One way we prove our worth is by telling stories about ourselves. Most of us do this for work purposes: I am always being encouraged to keep on top of and expand my CV so that I am employable in the future. This kind of makes sense. But it's not just a workplace issue -- many times I've seen a kind of competativeness in Church, a holy point-scoring, that is often the result of pastoral failure: clergy simply haven't made people feel valued for their contributions to the life of the community, so members of the congregation feel the need to make themselves stand out. I will often be given a long list of all the things someone has been and has done in church over the last 25 years or whatever, and then there is a pregnant pause when they (rightly it seems to me) await at least a minor gesture of recognition. This is obviously profoundly unhelpful for Chirstian discipleship in the long term, even if it can be given a sensible explanation in the short term. In the middle of that thought, I got to wondering what Jesus' CV might look like:
Name: Messiah or Christ. Son of the Living God.
DOB: Before All Worlds. Firstborn of all creation.
Address: Right Hand of the Father
Employment
History: Head of the Body, the Church.
Image of the invisible God.
Firstborn from the dead.
King of kings.
Lord of lords.
Maker of heaven and earth.
Creator of all things, visible and invisible.
The Beginning.
Key Skills: Rescuing.
Redeeming.
Forgiving.
Reconciling.
Making sinners holy, blameless, and irreproachable.

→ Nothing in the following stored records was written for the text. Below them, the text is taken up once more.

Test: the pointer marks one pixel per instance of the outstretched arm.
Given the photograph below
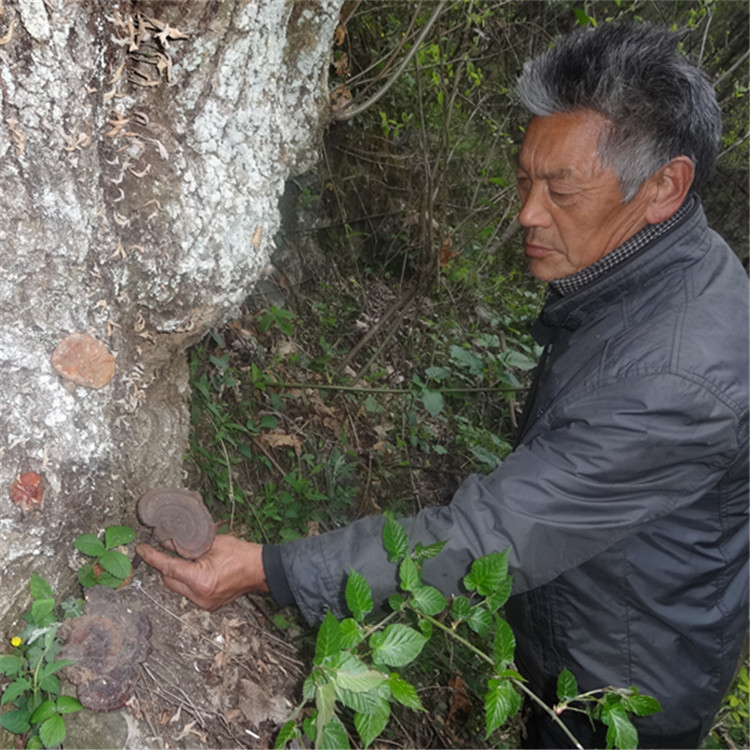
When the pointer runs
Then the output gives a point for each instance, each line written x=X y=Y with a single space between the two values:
x=231 y=568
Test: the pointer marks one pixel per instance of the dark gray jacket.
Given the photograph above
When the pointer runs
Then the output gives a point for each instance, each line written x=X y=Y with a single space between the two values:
x=625 y=504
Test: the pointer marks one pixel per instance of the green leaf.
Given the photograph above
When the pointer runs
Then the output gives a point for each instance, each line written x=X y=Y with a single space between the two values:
x=16 y=688
x=358 y=595
x=409 y=575
x=642 y=705
x=86 y=576
x=52 y=732
x=286 y=734
x=41 y=608
x=329 y=638
x=325 y=702
x=500 y=703
x=11 y=665
x=433 y=402
x=397 y=645
x=488 y=573
x=351 y=634
x=395 y=540
x=114 y=536
x=480 y=621
x=332 y=736
x=50 y=684
x=67 y=704
x=567 y=686
x=116 y=564
x=16 y=722
x=504 y=644
x=428 y=600
x=90 y=545
x=369 y=726
x=620 y=730
x=43 y=713
x=40 y=588
x=404 y=692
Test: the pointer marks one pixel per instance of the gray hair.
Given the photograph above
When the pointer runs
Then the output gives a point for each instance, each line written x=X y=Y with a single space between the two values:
x=659 y=104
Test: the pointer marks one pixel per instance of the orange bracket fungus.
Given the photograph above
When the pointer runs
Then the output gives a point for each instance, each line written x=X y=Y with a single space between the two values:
x=26 y=491
x=83 y=360
x=179 y=519
x=106 y=645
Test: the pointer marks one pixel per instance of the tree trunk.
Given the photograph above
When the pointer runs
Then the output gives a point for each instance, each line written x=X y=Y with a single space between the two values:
x=143 y=150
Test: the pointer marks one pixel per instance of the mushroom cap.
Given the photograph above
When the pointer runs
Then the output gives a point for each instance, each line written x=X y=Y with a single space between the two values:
x=178 y=516
x=106 y=645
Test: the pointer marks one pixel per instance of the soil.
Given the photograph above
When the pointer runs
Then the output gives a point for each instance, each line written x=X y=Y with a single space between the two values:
x=222 y=679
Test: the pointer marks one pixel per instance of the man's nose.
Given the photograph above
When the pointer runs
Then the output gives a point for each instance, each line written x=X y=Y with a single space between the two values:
x=534 y=212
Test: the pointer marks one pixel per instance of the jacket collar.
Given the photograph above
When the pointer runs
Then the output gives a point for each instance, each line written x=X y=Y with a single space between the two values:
x=630 y=275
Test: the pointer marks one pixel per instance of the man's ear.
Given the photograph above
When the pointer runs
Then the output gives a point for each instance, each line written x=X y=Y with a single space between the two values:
x=669 y=188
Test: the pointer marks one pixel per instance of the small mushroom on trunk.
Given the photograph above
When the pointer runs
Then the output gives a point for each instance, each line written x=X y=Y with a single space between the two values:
x=179 y=519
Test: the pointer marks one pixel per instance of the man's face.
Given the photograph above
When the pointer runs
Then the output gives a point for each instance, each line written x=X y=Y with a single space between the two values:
x=572 y=210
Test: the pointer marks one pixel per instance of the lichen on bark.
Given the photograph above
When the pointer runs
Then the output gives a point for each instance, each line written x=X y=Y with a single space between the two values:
x=143 y=150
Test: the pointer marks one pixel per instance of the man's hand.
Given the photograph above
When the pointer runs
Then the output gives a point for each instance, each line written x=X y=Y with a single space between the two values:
x=231 y=568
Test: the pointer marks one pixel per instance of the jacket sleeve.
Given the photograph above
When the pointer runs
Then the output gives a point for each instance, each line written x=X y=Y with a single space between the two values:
x=596 y=467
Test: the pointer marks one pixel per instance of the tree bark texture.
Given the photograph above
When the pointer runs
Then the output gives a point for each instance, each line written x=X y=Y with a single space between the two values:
x=143 y=150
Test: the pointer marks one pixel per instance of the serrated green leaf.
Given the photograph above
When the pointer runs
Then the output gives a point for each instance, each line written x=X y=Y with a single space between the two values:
x=480 y=621
x=11 y=665
x=396 y=602
x=86 y=576
x=620 y=730
x=16 y=688
x=461 y=608
x=52 y=732
x=358 y=595
x=488 y=573
x=369 y=726
x=325 y=702
x=430 y=551
x=395 y=540
x=397 y=645
x=567 y=685
x=67 y=704
x=504 y=643
x=329 y=638
x=16 y=722
x=286 y=734
x=408 y=574
x=90 y=545
x=332 y=736
x=433 y=402
x=50 y=684
x=404 y=692
x=351 y=634
x=40 y=588
x=500 y=703
x=428 y=600
x=116 y=564
x=43 y=712
x=643 y=705
x=114 y=536
x=308 y=688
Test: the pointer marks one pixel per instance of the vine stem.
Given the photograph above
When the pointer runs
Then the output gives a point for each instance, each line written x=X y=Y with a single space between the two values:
x=516 y=682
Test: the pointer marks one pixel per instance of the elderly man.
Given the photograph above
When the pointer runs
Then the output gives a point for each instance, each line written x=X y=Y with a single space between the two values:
x=625 y=502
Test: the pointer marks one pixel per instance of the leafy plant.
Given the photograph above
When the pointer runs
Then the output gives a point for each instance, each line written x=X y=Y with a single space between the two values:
x=355 y=662
x=34 y=690
x=110 y=567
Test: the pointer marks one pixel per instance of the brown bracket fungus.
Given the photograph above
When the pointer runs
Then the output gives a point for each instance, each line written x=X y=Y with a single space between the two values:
x=179 y=517
x=83 y=360
x=106 y=645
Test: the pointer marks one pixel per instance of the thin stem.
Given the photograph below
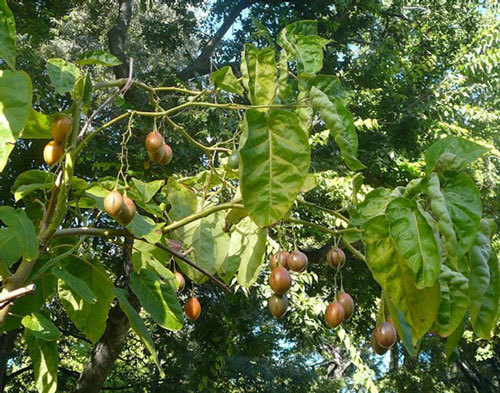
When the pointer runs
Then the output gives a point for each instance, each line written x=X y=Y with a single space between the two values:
x=89 y=136
x=12 y=295
x=183 y=258
x=204 y=213
x=104 y=232
x=353 y=251
x=214 y=105
x=326 y=210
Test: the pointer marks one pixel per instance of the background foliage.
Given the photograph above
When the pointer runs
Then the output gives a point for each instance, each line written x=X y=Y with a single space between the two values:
x=415 y=71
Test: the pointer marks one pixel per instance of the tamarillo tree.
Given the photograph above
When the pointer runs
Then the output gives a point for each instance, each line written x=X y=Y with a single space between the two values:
x=426 y=243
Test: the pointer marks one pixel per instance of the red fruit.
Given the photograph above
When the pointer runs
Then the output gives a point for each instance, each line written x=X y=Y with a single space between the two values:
x=128 y=211
x=386 y=334
x=53 y=152
x=167 y=154
x=334 y=314
x=61 y=128
x=278 y=304
x=280 y=280
x=113 y=203
x=156 y=156
x=336 y=257
x=280 y=259
x=154 y=142
x=192 y=308
x=346 y=300
x=376 y=346
x=298 y=261
x=181 y=281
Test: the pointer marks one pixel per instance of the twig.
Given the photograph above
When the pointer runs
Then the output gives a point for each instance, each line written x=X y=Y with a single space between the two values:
x=108 y=100
x=7 y=297
x=326 y=210
x=183 y=258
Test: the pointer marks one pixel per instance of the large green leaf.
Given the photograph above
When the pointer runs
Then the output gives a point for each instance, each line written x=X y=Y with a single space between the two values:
x=464 y=204
x=146 y=191
x=479 y=273
x=15 y=105
x=10 y=248
x=63 y=75
x=245 y=253
x=99 y=57
x=274 y=161
x=7 y=35
x=138 y=326
x=403 y=328
x=419 y=306
x=77 y=285
x=45 y=358
x=45 y=291
x=341 y=125
x=440 y=210
x=18 y=221
x=225 y=79
x=454 y=301
x=209 y=243
x=181 y=198
x=41 y=327
x=489 y=312
x=287 y=36
x=258 y=67
x=38 y=125
x=158 y=299
x=453 y=339
x=285 y=83
x=90 y=318
x=415 y=240
x=452 y=153
x=309 y=52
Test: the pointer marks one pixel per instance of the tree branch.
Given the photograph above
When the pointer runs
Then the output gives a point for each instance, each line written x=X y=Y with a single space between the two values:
x=117 y=37
x=202 y=63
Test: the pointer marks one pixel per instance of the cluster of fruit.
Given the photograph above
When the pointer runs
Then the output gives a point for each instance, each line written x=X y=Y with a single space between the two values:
x=54 y=150
x=281 y=281
x=192 y=307
x=383 y=337
x=343 y=306
x=121 y=208
x=158 y=150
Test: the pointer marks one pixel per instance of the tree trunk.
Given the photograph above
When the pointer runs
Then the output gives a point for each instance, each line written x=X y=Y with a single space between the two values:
x=111 y=343
x=7 y=341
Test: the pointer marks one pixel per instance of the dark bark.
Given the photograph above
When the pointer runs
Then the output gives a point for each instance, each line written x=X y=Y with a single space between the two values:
x=7 y=341
x=109 y=346
x=117 y=37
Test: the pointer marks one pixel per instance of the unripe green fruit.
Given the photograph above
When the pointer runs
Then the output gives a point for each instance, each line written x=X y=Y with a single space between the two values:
x=335 y=258
x=128 y=211
x=167 y=154
x=386 y=334
x=181 y=281
x=113 y=203
x=233 y=161
x=154 y=142
x=280 y=280
x=297 y=261
x=346 y=300
x=61 y=128
x=376 y=346
x=53 y=152
x=278 y=304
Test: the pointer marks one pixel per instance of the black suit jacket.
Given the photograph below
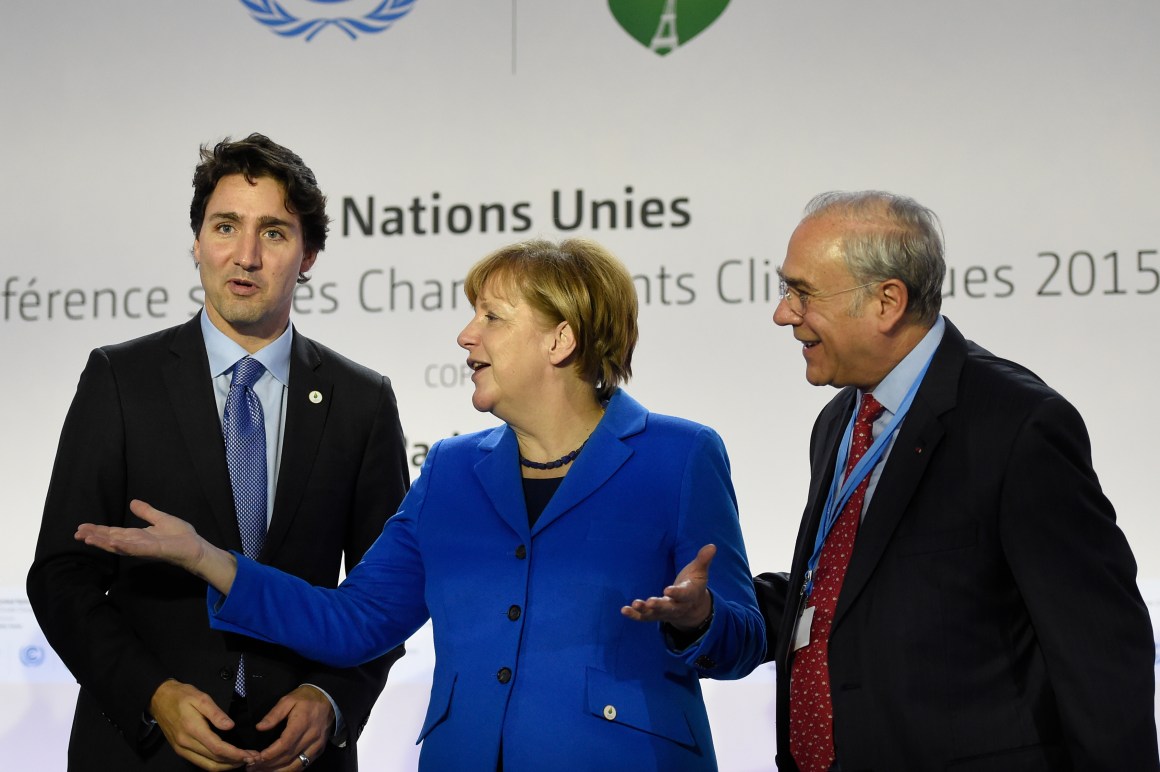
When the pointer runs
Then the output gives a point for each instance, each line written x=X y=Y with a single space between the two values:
x=144 y=424
x=990 y=617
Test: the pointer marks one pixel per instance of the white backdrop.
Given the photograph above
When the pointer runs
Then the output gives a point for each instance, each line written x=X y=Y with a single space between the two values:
x=1030 y=128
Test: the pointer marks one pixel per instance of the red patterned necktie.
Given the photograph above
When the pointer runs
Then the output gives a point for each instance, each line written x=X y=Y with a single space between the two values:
x=811 y=707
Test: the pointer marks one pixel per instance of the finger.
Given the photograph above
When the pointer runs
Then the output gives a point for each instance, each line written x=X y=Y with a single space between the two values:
x=275 y=716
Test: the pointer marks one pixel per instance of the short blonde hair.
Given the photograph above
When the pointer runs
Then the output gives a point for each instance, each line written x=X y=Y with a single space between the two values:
x=579 y=282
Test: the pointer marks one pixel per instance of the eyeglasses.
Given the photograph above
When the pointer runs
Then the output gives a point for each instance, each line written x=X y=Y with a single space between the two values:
x=798 y=301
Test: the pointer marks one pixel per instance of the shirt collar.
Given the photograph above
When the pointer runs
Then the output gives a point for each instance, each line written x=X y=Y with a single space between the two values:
x=223 y=352
x=893 y=387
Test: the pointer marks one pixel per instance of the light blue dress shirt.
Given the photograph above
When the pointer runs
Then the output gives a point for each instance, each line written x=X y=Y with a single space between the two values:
x=272 y=390
x=892 y=391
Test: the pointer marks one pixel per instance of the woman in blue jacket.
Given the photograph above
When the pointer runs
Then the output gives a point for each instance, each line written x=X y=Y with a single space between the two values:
x=531 y=547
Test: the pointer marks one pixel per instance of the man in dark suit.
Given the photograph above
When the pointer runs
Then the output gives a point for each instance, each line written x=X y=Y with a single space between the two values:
x=965 y=601
x=159 y=690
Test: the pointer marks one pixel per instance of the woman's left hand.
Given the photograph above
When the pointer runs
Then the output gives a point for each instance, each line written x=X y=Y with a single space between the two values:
x=686 y=603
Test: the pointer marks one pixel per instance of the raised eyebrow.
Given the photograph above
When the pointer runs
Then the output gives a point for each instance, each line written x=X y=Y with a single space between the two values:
x=273 y=221
x=797 y=285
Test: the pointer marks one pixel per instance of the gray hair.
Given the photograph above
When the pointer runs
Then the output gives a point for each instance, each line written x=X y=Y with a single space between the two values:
x=890 y=237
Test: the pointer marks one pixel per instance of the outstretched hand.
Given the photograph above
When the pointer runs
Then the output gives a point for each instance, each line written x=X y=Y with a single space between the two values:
x=686 y=603
x=166 y=538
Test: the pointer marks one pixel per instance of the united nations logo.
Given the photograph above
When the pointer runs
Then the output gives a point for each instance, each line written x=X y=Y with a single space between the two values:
x=376 y=15
x=664 y=26
x=31 y=656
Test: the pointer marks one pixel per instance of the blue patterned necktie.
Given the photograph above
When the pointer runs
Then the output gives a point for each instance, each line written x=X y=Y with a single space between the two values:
x=245 y=452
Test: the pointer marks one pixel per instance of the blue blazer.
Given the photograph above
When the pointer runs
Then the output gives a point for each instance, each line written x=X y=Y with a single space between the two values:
x=531 y=652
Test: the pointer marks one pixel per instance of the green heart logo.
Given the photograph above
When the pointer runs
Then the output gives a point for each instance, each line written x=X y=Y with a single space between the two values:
x=664 y=26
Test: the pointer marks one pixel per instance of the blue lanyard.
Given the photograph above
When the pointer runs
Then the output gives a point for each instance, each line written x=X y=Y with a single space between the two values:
x=838 y=496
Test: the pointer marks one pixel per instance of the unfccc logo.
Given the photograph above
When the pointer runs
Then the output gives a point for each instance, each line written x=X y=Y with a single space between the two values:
x=31 y=656
x=360 y=16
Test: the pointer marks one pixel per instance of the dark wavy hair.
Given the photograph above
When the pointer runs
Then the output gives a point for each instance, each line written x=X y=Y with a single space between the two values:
x=258 y=157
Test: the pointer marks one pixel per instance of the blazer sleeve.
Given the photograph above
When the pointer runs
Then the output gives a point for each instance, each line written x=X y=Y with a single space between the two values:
x=736 y=640
x=376 y=607
x=1077 y=574
x=383 y=480
x=67 y=581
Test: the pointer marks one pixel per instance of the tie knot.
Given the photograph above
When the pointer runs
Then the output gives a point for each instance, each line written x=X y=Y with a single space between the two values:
x=870 y=409
x=246 y=372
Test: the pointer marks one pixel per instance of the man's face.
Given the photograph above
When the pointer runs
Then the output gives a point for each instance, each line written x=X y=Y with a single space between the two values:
x=838 y=341
x=249 y=252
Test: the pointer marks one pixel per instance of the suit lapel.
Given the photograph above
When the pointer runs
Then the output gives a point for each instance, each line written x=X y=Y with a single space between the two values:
x=499 y=474
x=918 y=438
x=603 y=454
x=307 y=406
x=190 y=391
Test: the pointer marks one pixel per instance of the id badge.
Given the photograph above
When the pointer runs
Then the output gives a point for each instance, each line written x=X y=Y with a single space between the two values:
x=802 y=628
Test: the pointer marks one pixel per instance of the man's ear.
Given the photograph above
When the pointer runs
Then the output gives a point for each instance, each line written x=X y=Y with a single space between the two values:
x=564 y=343
x=891 y=303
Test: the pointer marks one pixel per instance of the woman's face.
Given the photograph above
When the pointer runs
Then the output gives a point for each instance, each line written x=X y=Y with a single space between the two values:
x=508 y=347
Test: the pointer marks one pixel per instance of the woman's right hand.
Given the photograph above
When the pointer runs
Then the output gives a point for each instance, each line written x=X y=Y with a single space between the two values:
x=167 y=538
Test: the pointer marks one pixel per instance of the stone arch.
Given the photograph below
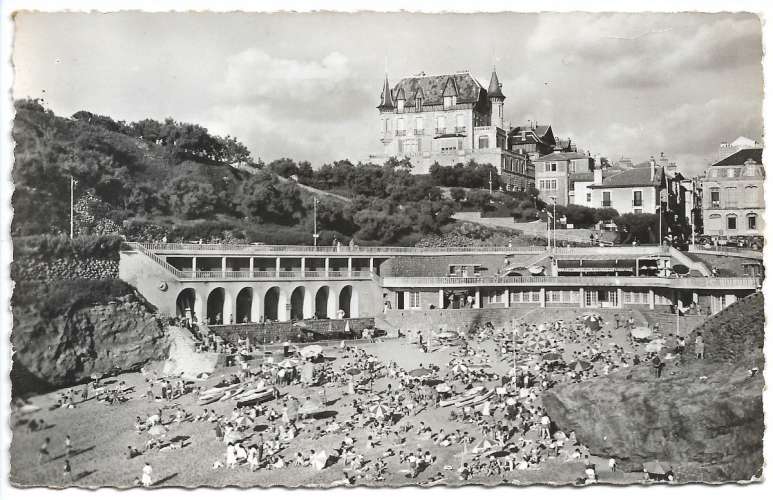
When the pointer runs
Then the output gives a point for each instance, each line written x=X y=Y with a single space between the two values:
x=321 y=300
x=348 y=301
x=298 y=303
x=215 y=306
x=186 y=302
x=244 y=306
x=274 y=304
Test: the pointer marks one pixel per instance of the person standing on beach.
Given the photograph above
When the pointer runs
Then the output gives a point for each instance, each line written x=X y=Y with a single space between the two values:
x=43 y=451
x=67 y=446
x=147 y=471
x=67 y=472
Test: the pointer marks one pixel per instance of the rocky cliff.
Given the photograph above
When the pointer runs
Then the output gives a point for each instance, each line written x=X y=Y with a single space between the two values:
x=704 y=418
x=65 y=349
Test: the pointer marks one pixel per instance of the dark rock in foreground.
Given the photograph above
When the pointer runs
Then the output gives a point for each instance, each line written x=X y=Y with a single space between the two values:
x=708 y=429
x=67 y=349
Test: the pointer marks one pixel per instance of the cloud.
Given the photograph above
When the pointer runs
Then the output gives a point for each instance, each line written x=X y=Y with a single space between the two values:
x=649 y=50
x=312 y=88
x=314 y=109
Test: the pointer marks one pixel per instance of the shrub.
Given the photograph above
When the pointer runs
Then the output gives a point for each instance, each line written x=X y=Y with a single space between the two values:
x=46 y=246
x=53 y=299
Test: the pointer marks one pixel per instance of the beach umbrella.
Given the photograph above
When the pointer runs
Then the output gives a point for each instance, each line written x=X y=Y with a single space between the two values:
x=288 y=363
x=655 y=467
x=419 y=372
x=310 y=407
x=233 y=436
x=379 y=410
x=581 y=366
x=641 y=332
x=320 y=460
x=28 y=408
x=157 y=430
x=483 y=446
x=311 y=351
x=552 y=356
x=654 y=346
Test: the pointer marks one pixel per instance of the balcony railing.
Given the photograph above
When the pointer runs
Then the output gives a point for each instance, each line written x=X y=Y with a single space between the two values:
x=574 y=281
x=272 y=275
x=326 y=251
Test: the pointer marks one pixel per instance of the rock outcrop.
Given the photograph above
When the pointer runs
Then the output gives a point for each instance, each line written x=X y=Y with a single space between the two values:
x=66 y=349
x=704 y=417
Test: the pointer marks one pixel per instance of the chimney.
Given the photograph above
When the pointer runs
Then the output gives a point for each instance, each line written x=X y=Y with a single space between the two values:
x=598 y=176
x=652 y=169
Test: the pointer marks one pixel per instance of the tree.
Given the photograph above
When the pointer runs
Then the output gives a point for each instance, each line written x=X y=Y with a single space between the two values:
x=479 y=198
x=191 y=198
x=458 y=194
x=642 y=228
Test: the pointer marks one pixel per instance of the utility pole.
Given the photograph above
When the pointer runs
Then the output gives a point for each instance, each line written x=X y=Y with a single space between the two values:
x=72 y=207
x=316 y=235
x=554 y=222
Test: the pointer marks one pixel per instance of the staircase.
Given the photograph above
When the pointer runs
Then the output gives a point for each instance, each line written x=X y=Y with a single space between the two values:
x=161 y=262
x=667 y=322
x=685 y=259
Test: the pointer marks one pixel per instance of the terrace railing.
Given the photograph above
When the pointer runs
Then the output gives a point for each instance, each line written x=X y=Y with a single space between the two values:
x=598 y=281
x=300 y=250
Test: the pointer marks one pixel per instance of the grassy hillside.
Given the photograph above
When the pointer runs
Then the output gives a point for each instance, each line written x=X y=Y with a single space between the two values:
x=148 y=180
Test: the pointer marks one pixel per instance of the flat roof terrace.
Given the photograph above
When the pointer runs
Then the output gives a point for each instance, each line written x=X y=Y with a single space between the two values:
x=206 y=249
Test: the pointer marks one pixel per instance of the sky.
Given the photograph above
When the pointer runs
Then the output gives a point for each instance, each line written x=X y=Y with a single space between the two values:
x=306 y=86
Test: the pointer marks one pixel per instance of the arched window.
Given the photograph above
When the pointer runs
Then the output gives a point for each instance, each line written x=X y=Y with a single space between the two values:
x=751 y=195
x=751 y=221
x=732 y=222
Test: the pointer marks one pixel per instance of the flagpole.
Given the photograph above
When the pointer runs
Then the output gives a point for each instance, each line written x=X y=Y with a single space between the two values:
x=316 y=235
x=72 y=207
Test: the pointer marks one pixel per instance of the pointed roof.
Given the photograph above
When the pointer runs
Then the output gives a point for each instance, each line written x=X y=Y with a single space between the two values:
x=634 y=177
x=432 y=88
x=739 y=158
x=450 y=89
x=494 y=87
x=386 y=96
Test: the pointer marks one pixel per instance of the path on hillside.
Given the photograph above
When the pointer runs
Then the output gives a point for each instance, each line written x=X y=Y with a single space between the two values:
x=535 y=228
x=318 y=192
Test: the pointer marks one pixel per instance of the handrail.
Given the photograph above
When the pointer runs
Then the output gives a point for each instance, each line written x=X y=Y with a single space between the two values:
x=157 y=259
x=609 y=281
x=330 y=251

It's an overwhelming passage in many respects: the nice domesticated Jesus I meet in many Christian meetings, and hear about in many sermons, is a lot lot bigger than most of us imagine day to day. If this CV landed in your inbox you might rightly feel uncomfortable about interviewing such a candidate: problem is, this is the BOSS's CV. We're not interviewing Him, He is calling us. And there's the real point of value and worth that Colossians seems to want us to reflect upon: our lives are remakable and worthy because God first counts them as such, in sending His Son to transfer us from darkness to His marvellous light. It is because of Jesus' selfless love for us that human beings are worthy of the utmost respect and care. There's is nothing we can do that is more important than what He has done; nothing can improve on it, and nothing can lessen its power.